CHAPTER ELEVEN
The next day, Berthe asked for her mummy. They told her she had gone away and would be bringing her back some toys. Berthe spoke of her several times more, and then gradually stopped thinking about her.
Money troubles soon began again for Charles. Lheureux was always coming by the house to demand payments. Charles refused to sell her possessions. This annoyed his mother. However, Charles was not concerned with his mother's feelings. He had changed.
Then, Mademoiselle Lempereur arrived one day, after hearing of Madame Bovary's death. She requested payment for three months' lessons, though Emma had never had a single one. She had simply made an agreement with Mademoiselle Lempereur to write out the receipts for her husband. The library demanded three years' payment. As each bill was paid, Charles was certain it was the last; but new bills continued to arrive.
The maid, Felicite, had recently run off to marry Monsieur Guillaumin's son, Theodore, and took Madame Bovary's dresses along. About the same time came news that Monsieur Leon Dupuis was soon to marry Mademoiselle Leocadie of Bondeville.
"How pleased my poor wife would have been!" Charles wrote in a letter to Monsieur Leon.
One day, he was walking about the house, and went up to the attic, where he found Emma's love letters from Rodolphe. He could not bear to read them. How could anyone not fall in love with her, he thought to himself.
No one came to see them now. Justin ran away to Rouen, and the chemist's children no longer played with poor Berthe, as the little girl's social position was now well below theirs.
Bovary was quite careful with his money, and paid off a number of bills, but still had several bills yet to pay. He asked his mother to sell her property, as she was now living in Yonville with him. She agreed, but said Charles must give her one of Emma's shawls in return. He refused to give it to her, and they quarreled. She suggested that she take the child to live with her. Charles agreed, but when the moment came, he could not part with the girl. Mother Bovary left.

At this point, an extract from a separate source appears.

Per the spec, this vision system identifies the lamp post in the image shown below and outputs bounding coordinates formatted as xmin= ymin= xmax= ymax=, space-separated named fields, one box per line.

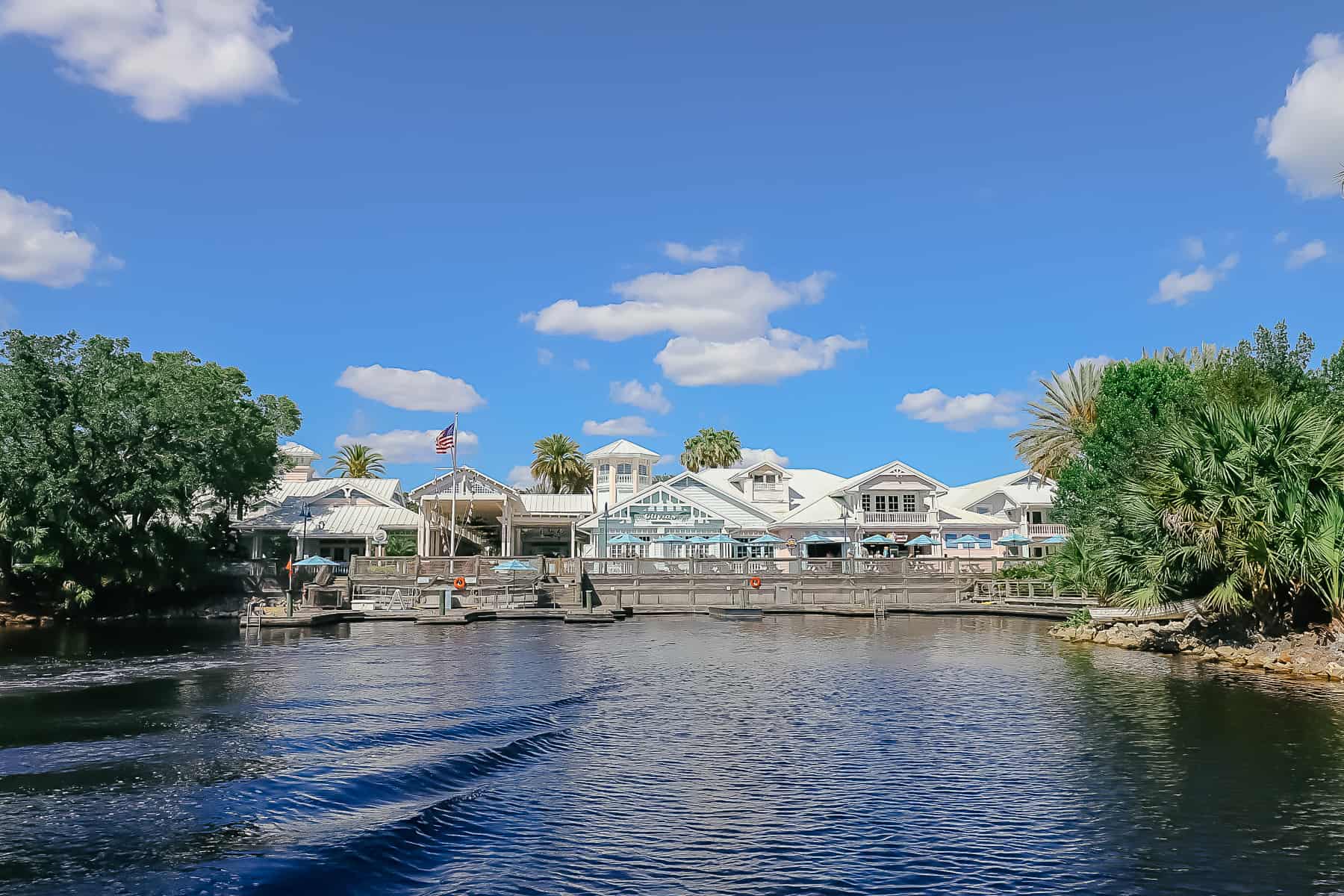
xmin=299 ymin=501 xmax=313 ymax=560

One morning, Charles finally decided to open Emma's secret drawer in her writing desk. All Leon's letters were there. He read through each one carefully, crying as he did. As he looked through, he also found a portrait of Rodolphe, staring back at him.
He refused to go out, even to see his patients. He wept aloud all day and night, as he walked through the house. One day, Charles was forced to sell his horse, and went over to the market; and there he met Rodolphe. After the immediate shock of meeting was over, Rodolphe invited Charles to take a bottle of beer with him. As they drank together, Charles envied him; she had loved Rodolphe. Charles was not listening to Rodolphe talk. Rodolphe, in terror, stopped speaking, as Charles looked at him with hateful anger.

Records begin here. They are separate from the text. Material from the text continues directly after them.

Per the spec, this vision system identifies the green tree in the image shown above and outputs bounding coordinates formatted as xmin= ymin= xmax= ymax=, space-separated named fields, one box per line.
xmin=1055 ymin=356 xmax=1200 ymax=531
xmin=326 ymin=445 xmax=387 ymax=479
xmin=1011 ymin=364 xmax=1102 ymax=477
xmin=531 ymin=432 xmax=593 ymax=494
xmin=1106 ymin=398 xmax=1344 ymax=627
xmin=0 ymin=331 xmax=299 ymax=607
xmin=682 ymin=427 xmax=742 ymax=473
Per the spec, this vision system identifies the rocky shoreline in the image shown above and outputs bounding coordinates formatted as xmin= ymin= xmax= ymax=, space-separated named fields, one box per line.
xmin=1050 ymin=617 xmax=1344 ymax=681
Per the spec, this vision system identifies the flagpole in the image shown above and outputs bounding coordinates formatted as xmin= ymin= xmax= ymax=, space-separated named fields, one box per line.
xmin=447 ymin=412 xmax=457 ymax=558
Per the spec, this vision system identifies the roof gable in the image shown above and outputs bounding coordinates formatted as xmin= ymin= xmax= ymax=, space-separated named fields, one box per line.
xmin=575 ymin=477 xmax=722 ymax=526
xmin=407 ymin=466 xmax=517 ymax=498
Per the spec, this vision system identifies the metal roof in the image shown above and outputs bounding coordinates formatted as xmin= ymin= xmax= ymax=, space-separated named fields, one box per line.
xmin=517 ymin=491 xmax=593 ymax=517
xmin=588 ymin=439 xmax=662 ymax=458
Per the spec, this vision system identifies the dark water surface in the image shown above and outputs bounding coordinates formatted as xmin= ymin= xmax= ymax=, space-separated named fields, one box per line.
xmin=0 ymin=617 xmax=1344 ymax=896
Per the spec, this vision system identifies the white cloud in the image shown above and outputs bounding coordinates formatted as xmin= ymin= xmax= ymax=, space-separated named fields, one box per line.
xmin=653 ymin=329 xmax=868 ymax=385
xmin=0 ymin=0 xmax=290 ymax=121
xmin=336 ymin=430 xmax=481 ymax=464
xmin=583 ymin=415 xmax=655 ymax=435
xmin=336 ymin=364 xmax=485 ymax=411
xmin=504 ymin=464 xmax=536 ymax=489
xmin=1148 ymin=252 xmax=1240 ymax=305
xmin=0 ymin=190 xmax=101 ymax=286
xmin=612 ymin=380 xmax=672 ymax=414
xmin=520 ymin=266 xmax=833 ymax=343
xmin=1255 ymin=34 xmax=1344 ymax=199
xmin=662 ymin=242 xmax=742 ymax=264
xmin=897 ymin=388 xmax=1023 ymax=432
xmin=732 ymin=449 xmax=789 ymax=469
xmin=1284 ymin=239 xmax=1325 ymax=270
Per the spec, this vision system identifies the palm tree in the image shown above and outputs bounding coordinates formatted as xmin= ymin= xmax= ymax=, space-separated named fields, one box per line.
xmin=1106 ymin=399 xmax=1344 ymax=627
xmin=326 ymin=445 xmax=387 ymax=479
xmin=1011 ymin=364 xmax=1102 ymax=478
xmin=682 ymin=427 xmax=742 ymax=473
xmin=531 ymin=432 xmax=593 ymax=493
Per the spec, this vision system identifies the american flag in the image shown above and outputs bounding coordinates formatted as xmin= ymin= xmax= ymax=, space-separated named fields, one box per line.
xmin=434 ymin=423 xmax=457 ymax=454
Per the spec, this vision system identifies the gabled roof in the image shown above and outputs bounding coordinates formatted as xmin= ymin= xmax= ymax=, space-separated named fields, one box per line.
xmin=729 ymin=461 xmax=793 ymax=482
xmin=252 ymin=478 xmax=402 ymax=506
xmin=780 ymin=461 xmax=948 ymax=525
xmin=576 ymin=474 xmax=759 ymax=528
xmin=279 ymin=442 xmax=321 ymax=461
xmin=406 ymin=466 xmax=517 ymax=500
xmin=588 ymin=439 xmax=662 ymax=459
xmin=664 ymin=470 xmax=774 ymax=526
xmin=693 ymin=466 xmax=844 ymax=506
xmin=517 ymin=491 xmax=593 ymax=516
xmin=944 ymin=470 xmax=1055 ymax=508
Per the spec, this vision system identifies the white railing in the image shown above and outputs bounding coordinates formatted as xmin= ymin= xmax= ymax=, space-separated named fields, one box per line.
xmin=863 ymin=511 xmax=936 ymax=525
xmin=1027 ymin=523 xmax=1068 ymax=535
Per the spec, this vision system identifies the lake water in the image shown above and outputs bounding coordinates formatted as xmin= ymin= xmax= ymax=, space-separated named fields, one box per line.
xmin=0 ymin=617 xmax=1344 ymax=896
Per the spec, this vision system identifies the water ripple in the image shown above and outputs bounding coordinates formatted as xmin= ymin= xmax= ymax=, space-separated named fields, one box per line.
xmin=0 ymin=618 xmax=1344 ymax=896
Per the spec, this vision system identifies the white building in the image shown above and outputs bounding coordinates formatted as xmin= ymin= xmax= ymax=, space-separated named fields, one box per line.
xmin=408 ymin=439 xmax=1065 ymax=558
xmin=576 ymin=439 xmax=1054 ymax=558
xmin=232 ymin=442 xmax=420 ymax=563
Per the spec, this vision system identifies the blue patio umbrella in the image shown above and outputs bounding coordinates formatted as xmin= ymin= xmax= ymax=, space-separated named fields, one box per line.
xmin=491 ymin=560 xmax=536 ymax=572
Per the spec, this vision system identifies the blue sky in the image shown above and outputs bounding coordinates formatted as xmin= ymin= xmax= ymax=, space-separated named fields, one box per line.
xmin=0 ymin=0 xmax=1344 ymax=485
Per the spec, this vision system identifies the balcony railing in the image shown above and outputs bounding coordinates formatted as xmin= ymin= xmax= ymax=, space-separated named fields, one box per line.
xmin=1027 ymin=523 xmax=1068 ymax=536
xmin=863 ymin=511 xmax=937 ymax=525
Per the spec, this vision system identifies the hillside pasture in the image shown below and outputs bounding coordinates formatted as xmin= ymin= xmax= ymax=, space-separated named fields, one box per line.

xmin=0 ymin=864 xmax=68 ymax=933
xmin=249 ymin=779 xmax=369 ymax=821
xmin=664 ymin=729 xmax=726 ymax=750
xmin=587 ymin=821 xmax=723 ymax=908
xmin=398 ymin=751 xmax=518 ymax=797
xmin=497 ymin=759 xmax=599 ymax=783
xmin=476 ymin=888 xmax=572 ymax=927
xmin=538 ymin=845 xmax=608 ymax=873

"I'm not angry with you," Charles told him after a moment.
Rodolphe sat in silence.
"No, I'm not angry with you anymore. No one is to blame," he whispered to himself.

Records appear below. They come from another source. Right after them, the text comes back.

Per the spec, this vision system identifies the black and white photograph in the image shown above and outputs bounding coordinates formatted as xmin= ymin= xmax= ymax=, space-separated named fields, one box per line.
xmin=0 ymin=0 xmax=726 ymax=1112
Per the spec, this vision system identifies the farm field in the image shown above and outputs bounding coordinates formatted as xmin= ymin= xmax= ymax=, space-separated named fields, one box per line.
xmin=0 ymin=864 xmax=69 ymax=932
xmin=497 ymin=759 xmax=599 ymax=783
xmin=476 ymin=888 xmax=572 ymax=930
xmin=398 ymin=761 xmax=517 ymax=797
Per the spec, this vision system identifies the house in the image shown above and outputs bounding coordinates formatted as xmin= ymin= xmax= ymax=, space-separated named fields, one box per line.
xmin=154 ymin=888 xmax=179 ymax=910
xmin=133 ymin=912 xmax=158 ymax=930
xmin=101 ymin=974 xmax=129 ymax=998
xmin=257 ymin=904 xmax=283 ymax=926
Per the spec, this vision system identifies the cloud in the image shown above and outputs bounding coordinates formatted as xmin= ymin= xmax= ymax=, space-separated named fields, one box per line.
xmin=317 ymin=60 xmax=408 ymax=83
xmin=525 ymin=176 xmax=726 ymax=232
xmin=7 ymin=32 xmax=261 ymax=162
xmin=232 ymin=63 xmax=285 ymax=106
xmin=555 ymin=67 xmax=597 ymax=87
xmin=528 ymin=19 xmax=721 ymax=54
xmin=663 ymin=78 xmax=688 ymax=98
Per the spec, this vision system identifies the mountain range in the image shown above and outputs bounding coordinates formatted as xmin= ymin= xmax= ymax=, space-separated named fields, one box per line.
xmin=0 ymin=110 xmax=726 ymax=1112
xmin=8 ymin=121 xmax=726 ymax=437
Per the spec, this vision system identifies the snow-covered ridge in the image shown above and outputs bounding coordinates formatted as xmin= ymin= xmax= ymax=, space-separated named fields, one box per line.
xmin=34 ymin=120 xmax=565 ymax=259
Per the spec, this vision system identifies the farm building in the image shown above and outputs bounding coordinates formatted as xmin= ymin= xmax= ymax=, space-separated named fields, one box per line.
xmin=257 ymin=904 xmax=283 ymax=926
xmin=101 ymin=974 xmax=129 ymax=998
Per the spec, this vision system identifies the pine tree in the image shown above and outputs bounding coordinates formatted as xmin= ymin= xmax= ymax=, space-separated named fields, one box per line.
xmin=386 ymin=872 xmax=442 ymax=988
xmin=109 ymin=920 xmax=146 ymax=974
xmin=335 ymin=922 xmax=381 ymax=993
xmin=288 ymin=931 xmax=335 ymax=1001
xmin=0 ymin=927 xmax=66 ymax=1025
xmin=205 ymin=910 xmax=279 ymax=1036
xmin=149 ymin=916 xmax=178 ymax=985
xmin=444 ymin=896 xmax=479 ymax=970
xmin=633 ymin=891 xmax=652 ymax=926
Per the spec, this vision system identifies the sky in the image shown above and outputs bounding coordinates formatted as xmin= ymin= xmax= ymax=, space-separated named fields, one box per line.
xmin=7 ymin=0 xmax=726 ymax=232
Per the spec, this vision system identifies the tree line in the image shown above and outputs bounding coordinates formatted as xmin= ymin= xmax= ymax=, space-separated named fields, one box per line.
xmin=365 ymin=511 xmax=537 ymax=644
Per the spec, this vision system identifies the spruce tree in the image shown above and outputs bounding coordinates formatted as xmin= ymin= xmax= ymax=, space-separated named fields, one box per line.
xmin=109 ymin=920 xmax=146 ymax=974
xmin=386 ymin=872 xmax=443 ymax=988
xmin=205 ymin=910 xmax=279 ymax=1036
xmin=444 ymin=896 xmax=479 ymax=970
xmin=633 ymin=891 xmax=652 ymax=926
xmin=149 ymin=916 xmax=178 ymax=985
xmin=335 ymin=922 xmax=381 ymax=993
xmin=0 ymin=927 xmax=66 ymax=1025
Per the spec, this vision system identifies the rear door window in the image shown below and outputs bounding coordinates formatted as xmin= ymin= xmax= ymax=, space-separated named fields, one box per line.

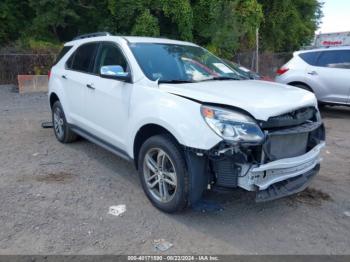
xmin=67 ymin=43 xmax=98 ymax=73
xmin=317 ymin=50 xmax=350 ymax=69
xmin=299 ymin=52 xmax=320 ymax=66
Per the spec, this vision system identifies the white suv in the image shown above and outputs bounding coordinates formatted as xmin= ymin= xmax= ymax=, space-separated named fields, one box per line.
xmin=49 ymin=33 xmax=325 ymax=212
xmin=276 ymin=46 xmax=350 ymax=105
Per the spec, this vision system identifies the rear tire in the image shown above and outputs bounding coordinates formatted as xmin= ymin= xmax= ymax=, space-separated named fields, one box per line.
xmin=138 ymin=135 xmax=189 ymax=213
xmin=52 ymin=101 xmax=78 ymax=144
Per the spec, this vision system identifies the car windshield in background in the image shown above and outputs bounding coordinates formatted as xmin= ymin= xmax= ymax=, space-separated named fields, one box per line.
xmin=130 ymin=43 xmax=240 ymax=83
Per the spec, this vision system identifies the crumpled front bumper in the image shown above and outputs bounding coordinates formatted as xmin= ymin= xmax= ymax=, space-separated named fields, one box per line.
xmin=238 ymin=142 xmax=325 ymax=192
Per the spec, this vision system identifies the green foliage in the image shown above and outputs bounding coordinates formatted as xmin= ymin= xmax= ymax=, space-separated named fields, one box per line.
xmin=0 ymin=0 xmax=322 ymax=55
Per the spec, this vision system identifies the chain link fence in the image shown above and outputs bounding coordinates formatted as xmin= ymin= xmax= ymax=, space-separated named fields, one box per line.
xmin=0 ymin=53 xmax=56 ymax=85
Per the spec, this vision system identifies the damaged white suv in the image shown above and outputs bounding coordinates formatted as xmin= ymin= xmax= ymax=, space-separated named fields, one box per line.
xmin=49 ymin=33 xmax=325 ymax=212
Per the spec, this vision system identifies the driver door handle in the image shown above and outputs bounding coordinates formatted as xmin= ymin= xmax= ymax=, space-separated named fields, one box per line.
xmin=86 ymin=84 xmax=95 ymax=90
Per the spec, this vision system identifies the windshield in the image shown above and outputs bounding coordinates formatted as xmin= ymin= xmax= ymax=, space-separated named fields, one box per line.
xmin=130 ymin=43 xmax=240 ymax=83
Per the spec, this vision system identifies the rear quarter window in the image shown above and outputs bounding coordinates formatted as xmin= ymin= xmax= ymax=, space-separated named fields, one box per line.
xmin=53 ymin=46 xmax=73 ymax=65
xmin=299 ymin=52 xmax=320 ymax=66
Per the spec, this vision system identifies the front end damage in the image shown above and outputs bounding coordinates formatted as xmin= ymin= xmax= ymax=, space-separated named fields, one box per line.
xmin=186 ymin=107 xmax=325 ymax=202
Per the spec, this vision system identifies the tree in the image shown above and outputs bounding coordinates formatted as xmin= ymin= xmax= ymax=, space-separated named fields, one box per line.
xmin=193 ymin=0 xmax=262 ymax=58
xmin=0 ymin=0 xmax=322 ymax=55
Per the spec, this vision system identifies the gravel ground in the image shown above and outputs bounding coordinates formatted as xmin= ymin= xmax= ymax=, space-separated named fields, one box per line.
xmin=0 ymin=86 xmax=350 ymax=254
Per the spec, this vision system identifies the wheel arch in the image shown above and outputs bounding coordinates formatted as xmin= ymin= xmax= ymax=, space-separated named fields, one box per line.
xmin=133 ymin=123 xmax=180 ymax=169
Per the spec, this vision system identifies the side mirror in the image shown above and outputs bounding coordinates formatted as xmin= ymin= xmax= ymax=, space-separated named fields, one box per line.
xmin=100 ymin=65 xmax=131 ymax=82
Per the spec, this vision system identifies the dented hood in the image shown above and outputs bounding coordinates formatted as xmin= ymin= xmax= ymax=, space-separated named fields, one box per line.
xmin=160 ymin=80 xmax=317 ymax=121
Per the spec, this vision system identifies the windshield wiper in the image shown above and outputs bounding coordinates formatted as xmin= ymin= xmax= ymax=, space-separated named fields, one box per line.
xmin=158 ymin=79 xmax=194 ymax=84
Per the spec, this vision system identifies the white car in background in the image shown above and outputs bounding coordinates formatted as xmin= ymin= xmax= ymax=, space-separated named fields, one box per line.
xmin=275 ymin=46 xmax=350 ymax=105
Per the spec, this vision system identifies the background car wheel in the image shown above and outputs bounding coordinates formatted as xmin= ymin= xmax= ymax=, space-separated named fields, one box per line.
xmin=138 ymin=135 xmax=189 ymax=213
xmin=52 ymin=101 xmax=78 ymax=143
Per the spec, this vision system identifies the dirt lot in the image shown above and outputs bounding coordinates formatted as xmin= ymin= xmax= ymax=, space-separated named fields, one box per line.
xmin=0 ymin=86 xmax=350 ymax=254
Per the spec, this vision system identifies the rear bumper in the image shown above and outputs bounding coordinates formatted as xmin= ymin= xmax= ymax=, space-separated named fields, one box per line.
xmin=238 ymin=142 xmax=325 ymax=191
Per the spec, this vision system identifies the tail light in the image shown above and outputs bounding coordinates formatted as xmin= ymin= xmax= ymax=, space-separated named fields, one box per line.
xmin=276 ymin=67 xmax=289 ymax=75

The next day, Charles went to sit in the garden. At seven o'clock, Berthe, who had not seen him all the afternoon, came to fetch him in to dinner.
"Come on, Daddy!" she said. He fell to the ground. He was dead.
When all the Bovary possessions were sold, and the bills paid, there was only twelve francs left, which paid for Mademoiselle Bovary's journey to her grandmother's. That good lady died within the year, and the little girl was then taken to an auntold Rouault could no longer walk on his own. The aunt was poor, and sent her to a factory to work.
Since Bovary's death, three doctors have since come to Yonville, and each has left. Upon each one coming, Homais, of course, shows them nothing but neighborly care and generosity. Homais has found success in his business, and has begun writing books on medicine, as well as working in his laboratory.